Alan thanked the lady but declined the offer then left. He arrived at the bunkhouse right before the meeting time.
Everyone else was present, gathered around a table in the kitchen area. A pink box filled with baked goods was open. Alan grabbed another white bun.
“Alright, now that we are all present, we can discuss our findings,” Icewolf said.
He proceeded to launch into a summary of what he had learned. He didn’t seem to omit anything obvious, as far as Alan could tell.
“Well, we’ve found a dungeon,” Merlin said. “Out in the desert, or whatever you call it. We were following this massive worm. Face just full of teeth, gob like you can’t imagine. It was only level 250 or so, easy pickings.
“But then it burrows underground after a bit of pyrotechnics and a slight case of the stabbings. So we followed it down, and despite Arthur’s pansy whining, you can see we’re still here. Well, we found a massive pit, inside of which there were these worms everywhere, even one massive green thing with a custom name, Acid Jaw.
“We took one look then hightailed it back. Put a marker on our maps. We weren’t prepared for a dungeon dive, had this meeting to get to. And you know what else was inside there?” Merlin paused for emphasis.
“Power crystals,” Alan said.
“Power crystals,” Merlin said. “Hey! How’d you know that mate?”
Alan shrugged. “Power crystal mines always have relatively high level creatures guarding them. 250 is high if the average miner is level under 100. It’s common knowledge. What color were they?”
“I dunno, why’d that matter?” Merlin asked.
“A deep blood red,” Arthur said. “There should be thousands, though they were small.”
Alan recalled the market prices. “A weak red crystal the size of a pen is worth 50 credits. It only has the power to run a car for a few years, but people here don’t seem to need too much energy. We’d need a mining crew to gather them, though with the right equipment I’d probably be able to mine them myself.”
“Let us go and slay these beasts,” Kitana said. She turned to the door.
“Hold on everybody,” Icewolf said. He gazed at Kitana. “Slow down and think for a bit.”

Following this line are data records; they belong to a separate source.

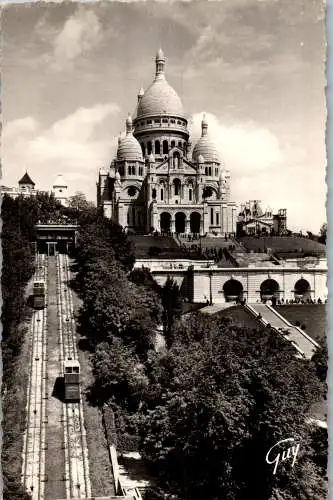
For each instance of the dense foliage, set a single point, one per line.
(209, 406)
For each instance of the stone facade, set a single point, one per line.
(203, 282)
(156, 182)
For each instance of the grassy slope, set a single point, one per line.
(311, 315)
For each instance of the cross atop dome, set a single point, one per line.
(160, 63)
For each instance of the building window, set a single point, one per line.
(177, 185)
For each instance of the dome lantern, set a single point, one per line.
(160, 99)
(160, 63)
(205, 146)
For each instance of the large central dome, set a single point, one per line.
(160, 98)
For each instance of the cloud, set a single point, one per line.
(243, 147)
(264, 168)
(72, 146)
(80, 33)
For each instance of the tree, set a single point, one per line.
(171, 303)
(224, 397)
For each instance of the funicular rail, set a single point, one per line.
(76, 451)
(34, 445)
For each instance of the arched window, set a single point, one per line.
(177, 186)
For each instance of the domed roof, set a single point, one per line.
(128, 148)
(160, 98)
(205, 146)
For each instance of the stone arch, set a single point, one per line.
(176, 159)
(269, 288)
(302, 289)
(233, 290)
(180, 222)
(165, 222)
(195, 222)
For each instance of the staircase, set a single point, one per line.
(304, 344)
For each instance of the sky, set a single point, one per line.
(71, 73)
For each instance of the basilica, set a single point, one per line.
(157, 182)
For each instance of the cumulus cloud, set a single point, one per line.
(70, 146)
(263, 168)
(80, 33)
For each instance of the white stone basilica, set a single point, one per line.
(156, 183)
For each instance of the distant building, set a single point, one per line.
(252, 220)
(157, 182)
(26, 188)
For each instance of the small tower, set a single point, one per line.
(26, 185)
(60, 190)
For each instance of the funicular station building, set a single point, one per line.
(55, 236)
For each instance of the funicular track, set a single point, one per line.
(34, 445)
(75, 445)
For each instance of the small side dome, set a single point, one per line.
(205, 146)
(129, 148)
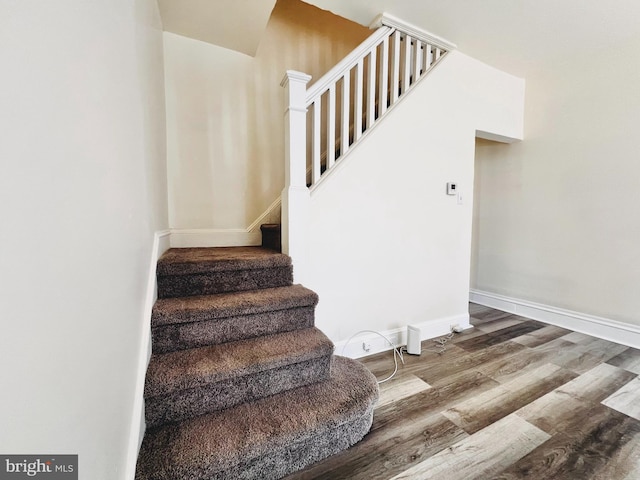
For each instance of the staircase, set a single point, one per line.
(241, 385)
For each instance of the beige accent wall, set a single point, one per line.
(225, 114)
(557, 218)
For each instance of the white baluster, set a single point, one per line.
(395, 67)
(357, 113)
(406, 76)
(417, 59)
(384, 77)
(429, 51)
(315, 145)
(371, 90)
(331, 126)
(346, 103)
(295, 196)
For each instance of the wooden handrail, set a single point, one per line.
(346, 64)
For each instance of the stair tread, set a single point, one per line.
(184, 261)
(186, 369)
(202, 446)
(222, 305)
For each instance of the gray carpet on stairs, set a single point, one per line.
(192, 382)
(268, 438)
(205, 271)
(240, 384)
(190, 322)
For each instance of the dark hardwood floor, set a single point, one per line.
(511, 398)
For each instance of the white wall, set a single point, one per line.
(225, 114)
(558, 217)
(389, 247)
(82, 189)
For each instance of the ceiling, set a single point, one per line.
(234, 24)
(517, 36)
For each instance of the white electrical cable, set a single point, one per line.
(440, 342)
(396, 350)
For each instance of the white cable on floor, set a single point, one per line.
(396, 350)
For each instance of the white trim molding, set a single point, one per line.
(137, 428)
(211, 237)
(352, 347)
(226, 237)
(607, 329)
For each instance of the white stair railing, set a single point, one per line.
(342, 106)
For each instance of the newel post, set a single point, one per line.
(295, 196)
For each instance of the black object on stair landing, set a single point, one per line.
(241, 385)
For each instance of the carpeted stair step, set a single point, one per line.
(204, 271)
(192, 382)
(268, 438)
(188, 322)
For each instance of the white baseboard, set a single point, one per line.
(352, 348)
(604, 328)
(186, 238)
(226, 237)
(137, 427)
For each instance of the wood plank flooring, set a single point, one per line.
(511, 398)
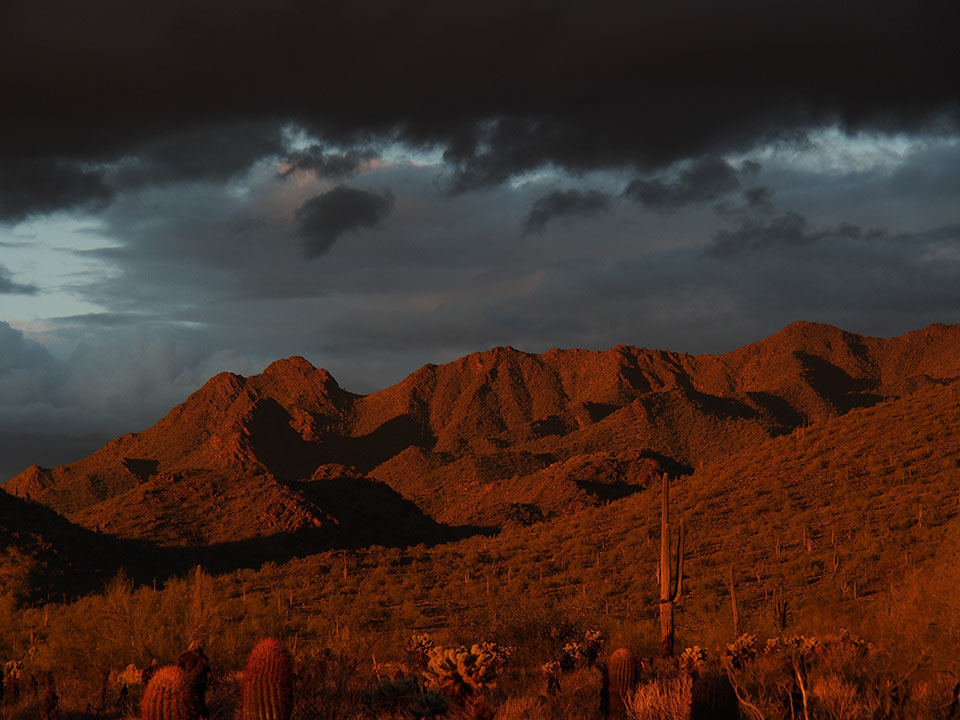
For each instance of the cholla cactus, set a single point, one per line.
(11, 681)
(50, 703)
(169, 696)
(267, 691)
(551, 675)
(418, 648)
(803, 643)
(742, 650)
(582, 653)
(458, 672)
(693, 659)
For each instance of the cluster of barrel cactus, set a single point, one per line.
(713, 698)
(177, 692)
(169, 696)
(267, 692)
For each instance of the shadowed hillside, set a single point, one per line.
(492, 438)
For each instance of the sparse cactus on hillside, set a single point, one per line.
(196, 667)
(620, 678)
(267, 692)
(670, 587)
(168, 696)
(50, 703)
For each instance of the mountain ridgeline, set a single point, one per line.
(496, 438)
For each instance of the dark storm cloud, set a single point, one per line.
(36, 185)
(561, 203)
(787, 229)
(793, 229)
(324, 218)
(9, 287)
(325, 164)
(706, 179)
(499, 88)
(212, 151)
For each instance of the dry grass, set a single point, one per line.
(661, 699)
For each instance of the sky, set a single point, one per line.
(193, 187)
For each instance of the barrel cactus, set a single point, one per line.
(621, 677)
(713, 698)
(169, 696)
(267, 692)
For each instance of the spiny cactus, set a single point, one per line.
(713, 698)
(169, 696)
(267, 692)
(671, 588)
(458, 672)
(50, 704)
(621, 677)
(196, 666)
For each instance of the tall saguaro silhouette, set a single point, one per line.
(670, 588)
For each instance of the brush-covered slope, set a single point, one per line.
(44, 555)
(845, 517)
(491, 438)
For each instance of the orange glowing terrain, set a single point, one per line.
(515, 499)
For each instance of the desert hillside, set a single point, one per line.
(496, 437)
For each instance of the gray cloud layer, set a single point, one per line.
(180, 91)
(9, 287)
(561, 203)
(324, 218)
(172, 124)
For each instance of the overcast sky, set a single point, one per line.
(193, 187)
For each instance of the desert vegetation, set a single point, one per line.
(808, 571)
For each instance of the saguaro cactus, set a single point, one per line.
(267, 692)
(168, 696)
(670, 588)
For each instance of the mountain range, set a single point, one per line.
(288, 463)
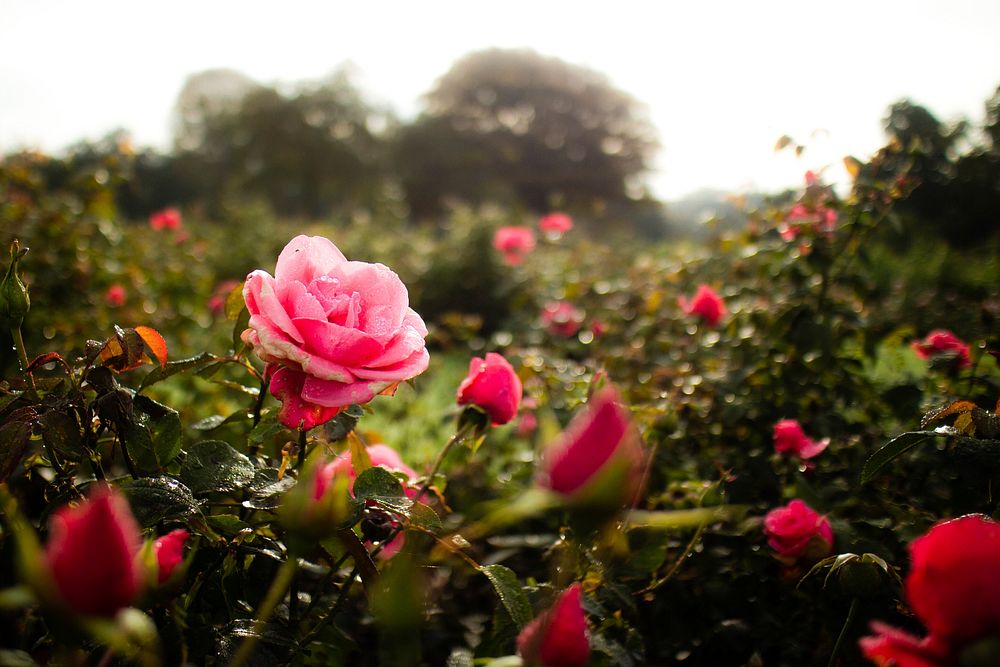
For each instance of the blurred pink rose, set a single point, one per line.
(342, 329)
(558, 636)
(705, 304)
(492, 385)
(515, 243)
(168, 218)
(789, 438)
(942, 342)
(796, 532)
(169, 551)
(562, 318)
(92, 551)
(953, 587)
(555, 224)
(115, 296)
(598, 458)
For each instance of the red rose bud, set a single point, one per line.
(942, 342)
(169, 551)
(790, 439)
(598, 459)
(91, 554)
(705, 304)
(954, 588)
(493, 386)
(557, 637)
(797, 533)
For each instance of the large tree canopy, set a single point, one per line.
(518, 124)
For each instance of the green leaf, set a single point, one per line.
(378, 482)
(895, 447)
(338, 427)
(156, 499)
(174, 367)
(212, 465)
(153, 436)
(514, 600)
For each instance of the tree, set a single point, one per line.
(513, 123)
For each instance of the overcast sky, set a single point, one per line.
(721, 80)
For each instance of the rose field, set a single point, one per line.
(230, 437)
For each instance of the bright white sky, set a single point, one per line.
(721, 80)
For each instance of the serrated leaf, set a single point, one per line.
(175, 367)
(514, 600)
(156, 499)
(894, 448)
(154, 342)
(153, 435)
(214, 466)
(377, 482)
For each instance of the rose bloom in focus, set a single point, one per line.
(558, 636)
(790, 439)
(943, 342)
(493, 386)
(797, 533)
(514, 243)
(954, 588)
(705, 304)
(333, 332)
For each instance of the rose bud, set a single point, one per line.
(558, 636)
(941, 343)
(797, 533)
(705, 304)
(954, 588)
(789, 438)
(493, 386)
(346, 326)
(169, 552)
(598, 459)
(91, 554)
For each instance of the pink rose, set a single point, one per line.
(515, 243)
(169, 551)
(598, 459)
(493, 386)
(344, 329)
(91, 554)
(562, 318)
(115, 296)
(706, 304)
(789, 438)
(943, 342)
(555, 224)
(168, 218)
(796, 532)
(953, 587)
(558, 636)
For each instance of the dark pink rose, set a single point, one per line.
(558, 636)
(115, 296)
(953, 587)
(562, 318)
(796, 532)
(493, 386)
(598, 459)
(705, 304)
(168, 218)
(345, 326)
(515, 243)
(943, 342)
(169, 551)
(789, 438)
(555, 224)
(91, 554)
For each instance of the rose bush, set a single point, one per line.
(343, 330)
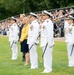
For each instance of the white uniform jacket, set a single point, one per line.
(70, 34)
(47, 33)
(13, 33)
(33, 32)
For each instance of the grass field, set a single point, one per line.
(9, 67)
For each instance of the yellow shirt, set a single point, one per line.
(24, 33)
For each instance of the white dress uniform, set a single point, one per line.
(47, 37)
(70, 42)
(32, 41)
(13, 38)
(66, 25)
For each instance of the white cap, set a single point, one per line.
(46, 12)
(33, 14)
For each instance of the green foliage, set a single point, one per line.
(15, 7)
(9, 67)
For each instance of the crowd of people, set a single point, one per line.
(28, 28)
(58, 19)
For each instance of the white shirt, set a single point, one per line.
(47, 33)
(70, 34)
(13, 33)
(33, 32)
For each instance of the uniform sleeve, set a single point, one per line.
(35, 33)
(16, 31)
(24, 34)
(49, 29)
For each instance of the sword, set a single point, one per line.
(72, 50)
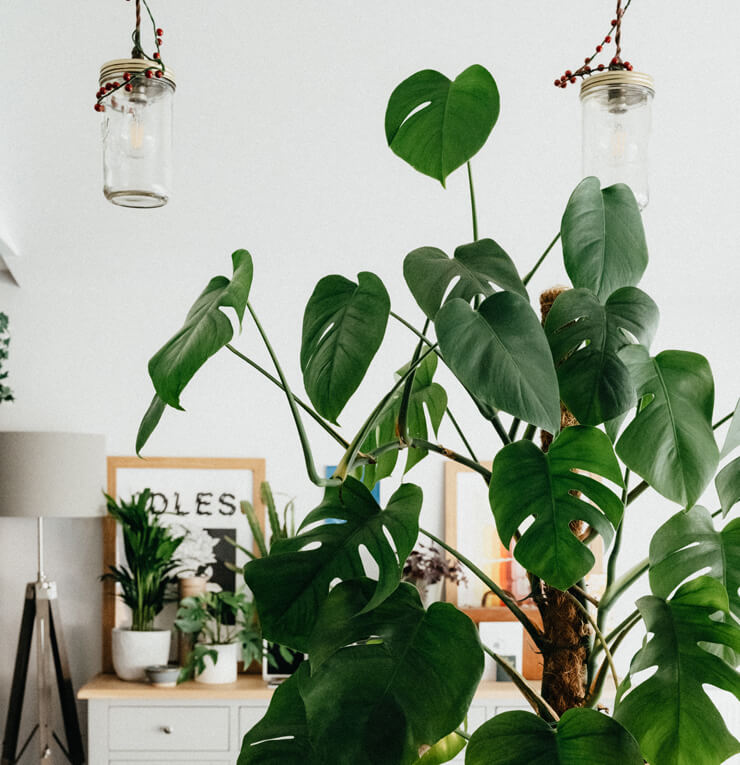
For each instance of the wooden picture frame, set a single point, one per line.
(454, 511)
(128, 474)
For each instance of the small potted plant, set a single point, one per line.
(224, 628)
(150, 549)
(427, 567)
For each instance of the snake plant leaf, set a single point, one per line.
(604, 244)
(529, 482)
(397, 676)
(428, 400)
(149, 422)
(585, 339)
(291, 583)
(500, 354)
(437, 125)
(670, 441)
(281, 736)
(686, 544)
(581, 737)
(669, 713)
(727, 484)
(343, 327)
(476, 267)
(732, 439)
(206, 330)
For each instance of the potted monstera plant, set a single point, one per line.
(388, 681)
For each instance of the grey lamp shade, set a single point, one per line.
(51, 474)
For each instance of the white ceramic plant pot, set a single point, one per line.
(134, 651)
(224, 670)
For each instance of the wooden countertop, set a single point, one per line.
(246, 687)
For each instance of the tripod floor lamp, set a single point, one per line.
(47, 475)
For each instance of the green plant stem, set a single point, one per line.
(507, 600)
(472, 203)
(306, 408)
(540, 706)
(305, 445)
(598, 632)
(527, 278)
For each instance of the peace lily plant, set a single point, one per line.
(391, 682)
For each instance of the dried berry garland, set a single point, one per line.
(157, 70)
(616, 63)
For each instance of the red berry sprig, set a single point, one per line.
(588, 68)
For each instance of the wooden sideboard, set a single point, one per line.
(135, 723)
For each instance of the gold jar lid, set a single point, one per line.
(617, 78)
(116, 68)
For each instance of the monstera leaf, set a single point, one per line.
(603, 239)
(687, 544)
(529, 482)
(477, 267)
(585, 338)
(427, 396)
(281, 736)
(206, 330)
(670, 442)
(500, 354)
(437, 125)
(343, 327)
(398, 677)
(581, 737)
(727, 484)
(670, 714)
(292, 582)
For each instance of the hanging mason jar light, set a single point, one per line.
(617, 115)
(135, 98)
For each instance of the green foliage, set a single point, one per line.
(294, 580)
(343, 327)
(437, 125)
(500, 354)
(670, 713)
(670, 442)
(603, 239)
(526, 481)
(6, 394)
(150, 551)
(581, 737)
(585, 337)
(477, 267)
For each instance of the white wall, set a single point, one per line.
(280, 149)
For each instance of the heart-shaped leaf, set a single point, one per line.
(343, 327)
(670, 713)
(581, 737)
(477, 267)
(585, 338)
(206, 330)
(500, 354)
(727, 484)
(427, 397)
(670, 442)
(529, 482)
(603, 239)
(437, 125)
(292, 582)
(281, 736)
(686, 544)
(398, 677)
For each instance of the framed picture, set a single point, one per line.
(201, 494)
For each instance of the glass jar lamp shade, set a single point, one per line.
(617, 114)
(137, 135)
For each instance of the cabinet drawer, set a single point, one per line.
(168, 729)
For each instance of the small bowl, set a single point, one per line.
(163, 675)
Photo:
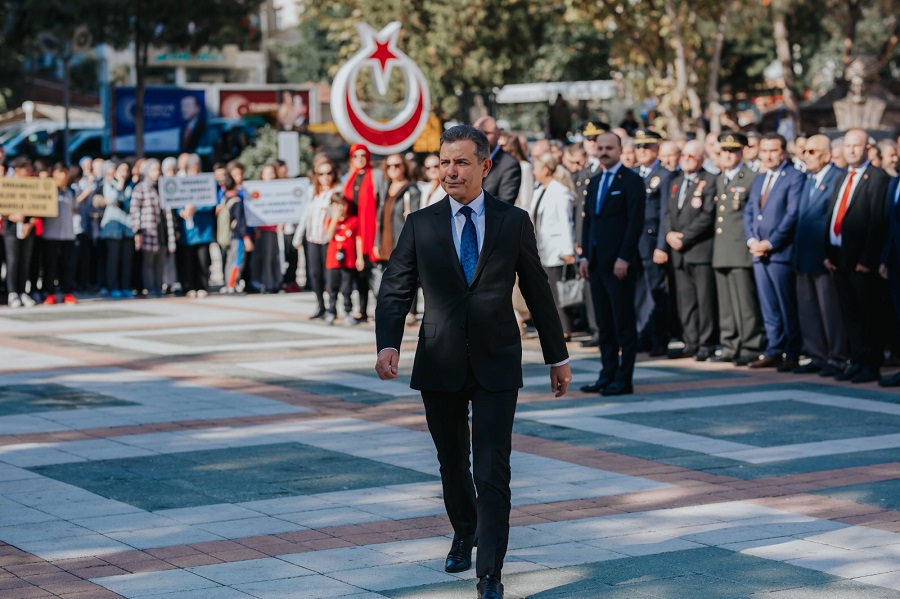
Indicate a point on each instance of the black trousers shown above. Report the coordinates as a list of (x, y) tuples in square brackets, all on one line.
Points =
[(59, 266), (119, 262), (614, 306), (315, 263), (340, 279), (477, 501), (196, 267), (695, 288)]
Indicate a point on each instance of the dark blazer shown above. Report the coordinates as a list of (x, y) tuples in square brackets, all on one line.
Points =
[(504, 179), (467, 325), (615, 232), (891, 255), (813, 219), (776, 221), (864, 226), (694, 220), (729, 244), (398, 215)]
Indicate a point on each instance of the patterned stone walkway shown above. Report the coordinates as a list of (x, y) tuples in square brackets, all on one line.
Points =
[(230, 448)]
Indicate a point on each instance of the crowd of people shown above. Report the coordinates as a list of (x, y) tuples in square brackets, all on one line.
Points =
[(717, 242)]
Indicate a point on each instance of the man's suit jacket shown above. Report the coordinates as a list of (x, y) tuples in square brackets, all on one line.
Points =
[(891, 255), (467, 325), (552, 218), (812, 222), (694, 219), (615, 231), (729, 244), (775, 222), (504, 179), (864, 225), (657, 184)]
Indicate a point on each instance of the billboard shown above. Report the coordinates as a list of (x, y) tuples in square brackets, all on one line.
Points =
[(174, 119), (289, 107)]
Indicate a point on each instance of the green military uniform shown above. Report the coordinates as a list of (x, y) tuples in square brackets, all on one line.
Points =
[(740, 322)]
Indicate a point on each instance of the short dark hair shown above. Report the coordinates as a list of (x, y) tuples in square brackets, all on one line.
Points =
[(470, 133), (777, 136)]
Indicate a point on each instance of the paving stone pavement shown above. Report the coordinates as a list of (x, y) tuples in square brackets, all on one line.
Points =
[(229, 448)]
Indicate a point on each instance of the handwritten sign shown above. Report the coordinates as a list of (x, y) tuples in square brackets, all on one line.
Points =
[(199, 190), (277, 202), (30, 196)]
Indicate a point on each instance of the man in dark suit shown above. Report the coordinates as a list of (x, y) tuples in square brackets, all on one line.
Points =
[(689, 234), (821, 322), (466, 251), (652, 301), (740, 323), (769, 222), (613, 220), (890, 261), (505, 177), (854, 240)]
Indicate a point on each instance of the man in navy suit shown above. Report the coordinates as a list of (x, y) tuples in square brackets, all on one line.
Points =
[(613, 221), (890, 261), (770, 218), (821, 323)]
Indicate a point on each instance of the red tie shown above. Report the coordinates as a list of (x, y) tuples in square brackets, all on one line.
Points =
[(842, 207)]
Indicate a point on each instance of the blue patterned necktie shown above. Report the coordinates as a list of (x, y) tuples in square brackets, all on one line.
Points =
[(468, 245)]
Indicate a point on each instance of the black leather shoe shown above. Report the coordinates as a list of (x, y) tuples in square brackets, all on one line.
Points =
[(597, 386), (811, 368), (866, 375), (460, 557), (618, 389), (848, 373), (490, 587), (890, 381), (830, 370)]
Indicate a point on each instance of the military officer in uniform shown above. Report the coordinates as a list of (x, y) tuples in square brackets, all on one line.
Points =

“Yes si-sir,” Kitana stammered. Alan stared, that fumble was odd.
“Dungeons and hunting grounds are the property of the local ruling government. We would gain little experience clearing this place compared to local Players, and I doubt we’d gain many favors clearing it ourselves. I’m sure the local Elders will reward you for finding this dungeon,” Icewolf said, looking at DaLong. He nodded.
“Besides,” Icewolf stood up straight, “you all seem to forget our purpose here. How does this help us with our goal of capturing the UWG starship?”
“It, uh, gains us favor with the locals. We were also to maybe train a bit, get stronger for the assault,” Merlin said.
“And what progress did you make?” Icewolf asked Alan.
“I’m still recovering,” Alan said. “I did discover an Empire outpost though, and acquainted myself with the local Administrative Center.”
“In other words you did nothing,” Icewolf said. “Can’t you still plan and calculate while recovering? Or can you not think? Do you need to lie in bed and have me mother you? I will, if that’s what it takes.”
“No, I’ll have a basic outline of a plan tomorrow,” Alan said.
“I will develop my own, and we’ll compare,” Icewolf said.
DaLong stepped forward. “The Elders did have a request, after which they said they could get us an earlier audience with a general, the one who wished for you to develop your plan, to hear you out. They were hoping that we could train a few select squads of their warriors. This dungeon sounds like an ideal place to do so.”
Icewolf nodded. “You, Kitana, Merlin and Arthur will handle that. Alan and I will focus on our plans. Meet here tomorrow at the same time. Dismissed.”
Alan returned to the Administrative Center, re-entered his Home.
How did one take over a massive starship anyhow?